I am humbled by the courage of parents who were early in the grief process who found the strength to attend. I remember those early dark days, feeling the anguish and despair. While being with other parents who have walked that lonely path can bring much-needed comfort, the first few weeks and months after child loss are a fog. Having enough presence of mind to organize a trip anywhere would have been beyond my ability. And a trip to an SUDC retreat? That would have made it REAL. My mind wasn’t ready then. So I have deep admiration for the parents who were able to accept and process their grief journey in a way that allowed them to come. They taught me a lot about courage and stamina.
My most grateful moment came when we were decorating picture frames as part of a special activity for SUDC moms. Again, I was surprised that the simple act of working on a project with the other moms would evoke so much conversation about our children, in the present tense. For one, short moment, we were all our children’s moms again – such an unexpected, yet coveted exchange. Experiencing it was truly a gift.
My husband and I have had many years and experiences under our belts now and the path is more predictable. But I learned that no matter how far out from the loss of your child you are, there is something down the road you haven’t experienced, and you will be so grateful for those who show you what it looks like.

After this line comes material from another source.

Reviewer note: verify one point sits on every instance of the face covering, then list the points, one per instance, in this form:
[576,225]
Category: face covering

What is year 13 going to be like? What will my now-grown children take with them into adulthood, marriage and parenthood? I am so humbled by the truth that this journey we are on never really ends. The desire for someone to show us the way, no matter the number of years away from our children we are, is always there. And for that, I am so grateful to the SUDC family I got to meet in person this October weekend in Phoenix.
This retreat has given me much to contemplate and to recalibrate my ideas on bereavement and resilience. We are always learning, always teaching and always one step away from the untethered emotions of missing our children. And that is a good thing.